6. Mismatched trust. Almost all currently available cryptographic software assumes that the user is in direct control over the systems on which they run and has a secure path to it. For example, the interfaces to programs like PGP assume that their passphrase input always comes from the user over a secure path like the local console. This is not always the case, of course; consider the problem of reading your encrypted mail when logged in over a network connection. What the system designer assumes is trusted may not match the needs or expectations of the real users, especially when software can be controlled remotely over insecure networks.
7. Poorly understood protocol and service interactions. As systems get bigger and more complex, benign features frequently come back to haunt us, and it's hard to know even where to look when things fail. The Internet worm was propagated via an obscure and innocent-looking feature in the sendmail program; how many more features in how many more programs have unexpected consequences just waiting to be discovered?
8. Unrealistic threat and risks assessment. Security experts tend to focus on the threats they know how to model and prevent. Unfortunately, attackers focus on what they know how to exploit, and the two are rarely exactly the same. Too many "secure" systems are designed without considering what the attacker is actually likely to do.
9. Interfaces that make security expensive and special. If security features are to be used they must be convenient and transparent enough that people actually turn them on. It's easy to design encryption mechanisms that come only at the expense of performance or ease of use, and even easier to design mechanisms that invite mistakes. Security should be harder to turn off than on; unfortunately, few systems actually work this way.

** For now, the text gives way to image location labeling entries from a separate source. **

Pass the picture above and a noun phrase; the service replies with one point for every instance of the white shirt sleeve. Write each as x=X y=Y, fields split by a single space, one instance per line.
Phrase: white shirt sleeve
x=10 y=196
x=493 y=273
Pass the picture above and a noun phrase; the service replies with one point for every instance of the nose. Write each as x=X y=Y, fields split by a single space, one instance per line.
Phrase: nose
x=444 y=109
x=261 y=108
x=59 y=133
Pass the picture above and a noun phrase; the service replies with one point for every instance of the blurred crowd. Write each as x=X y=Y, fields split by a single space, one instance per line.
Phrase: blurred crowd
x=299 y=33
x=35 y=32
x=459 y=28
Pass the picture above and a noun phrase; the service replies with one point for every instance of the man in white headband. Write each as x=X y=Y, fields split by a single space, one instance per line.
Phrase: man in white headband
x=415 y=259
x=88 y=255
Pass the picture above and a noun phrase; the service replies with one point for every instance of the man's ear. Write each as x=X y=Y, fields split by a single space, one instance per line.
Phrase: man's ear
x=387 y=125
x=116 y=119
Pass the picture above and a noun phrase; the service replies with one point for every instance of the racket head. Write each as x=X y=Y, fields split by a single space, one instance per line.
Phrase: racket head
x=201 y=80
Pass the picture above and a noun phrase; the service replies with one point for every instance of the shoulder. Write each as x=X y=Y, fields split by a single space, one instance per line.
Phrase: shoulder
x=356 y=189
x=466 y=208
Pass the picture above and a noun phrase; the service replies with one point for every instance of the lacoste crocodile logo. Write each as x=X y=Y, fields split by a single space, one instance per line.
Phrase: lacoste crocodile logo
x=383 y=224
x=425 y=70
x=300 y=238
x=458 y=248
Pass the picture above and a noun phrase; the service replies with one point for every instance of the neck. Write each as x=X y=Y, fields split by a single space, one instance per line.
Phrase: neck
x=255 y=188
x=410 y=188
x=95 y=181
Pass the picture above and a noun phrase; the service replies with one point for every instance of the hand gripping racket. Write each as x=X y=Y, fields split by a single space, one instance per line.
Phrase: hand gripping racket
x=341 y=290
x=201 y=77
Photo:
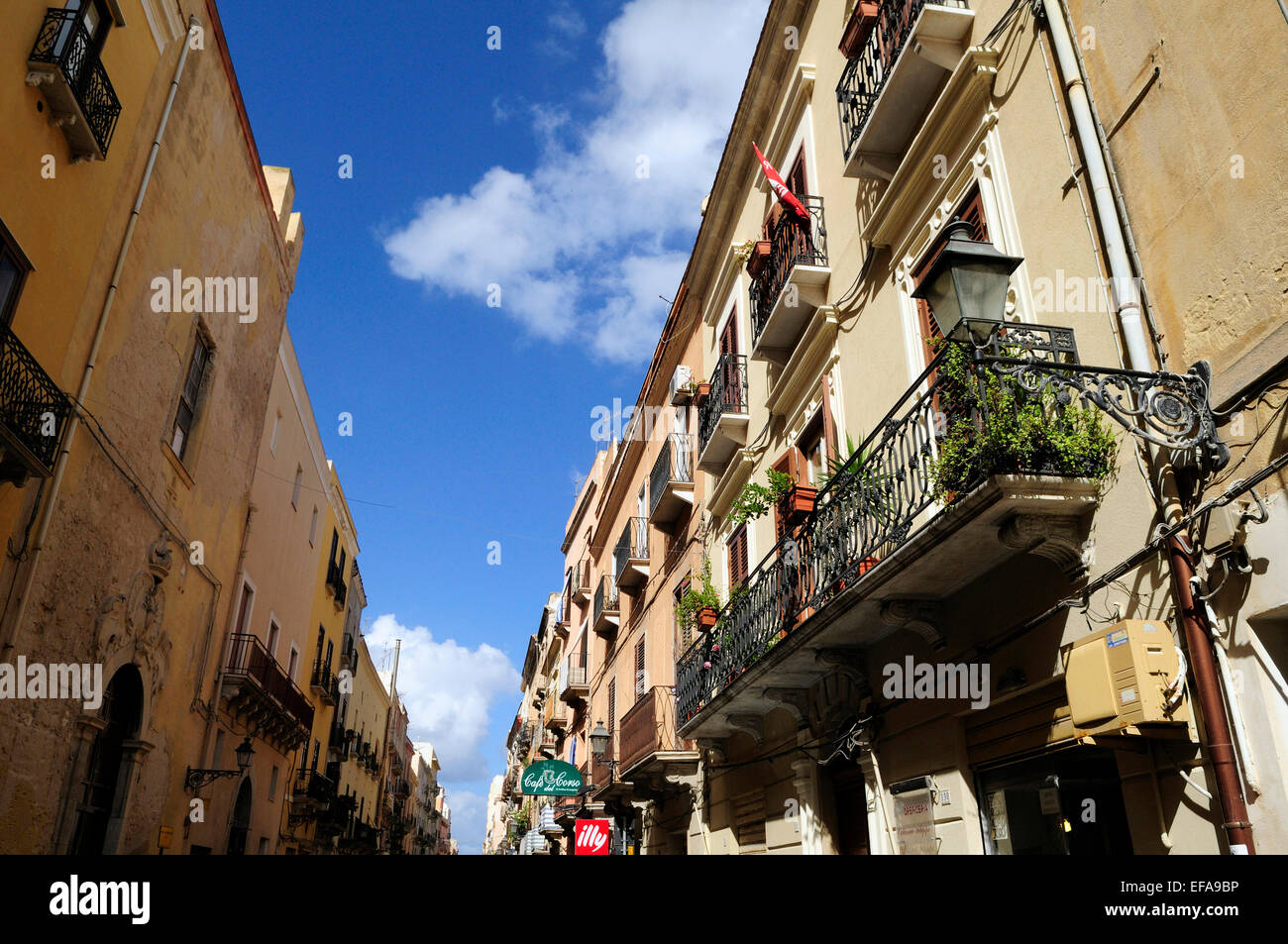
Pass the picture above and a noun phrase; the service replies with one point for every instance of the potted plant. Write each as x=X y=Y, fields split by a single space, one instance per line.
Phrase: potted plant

10. No broad-based demand for security. This is a well-known problem among almost everyone who has tied his or her fortune to selling security products and services. Until there is widespread demand for transparent security, the tools and infrastructure needed to support it will be expensive and inaccessible to many applications. This is partly a problem of understanding and exposing the threats and risks in real applications, and partly a problem of not designing systems that include security as a basic feature rather than as a later add on.
Matt Blaze
New York, NY
Don't get me wrong; cryptography was, and is, important. But in 1995, broken or weak cipher algorithms and implementations were the least of our problems. Has anything improved since then?
Hmm. We've made some progress on #4 and #10, but basically, not much has changed in 15 years. If I had it to do over again, I wouldn't really need to change a word. If I had to tweak it, I might add something about human factors in security, a poorly understood and hugely important subject if ever there was one. Or perhaps I could just repeat #1, the sorry state of software, ten times over. All in all, though, it still holds up pretty well.
Wow, I sure was a visionary genius back then. Except for one little thing: I still spent the next decade working on cryptography.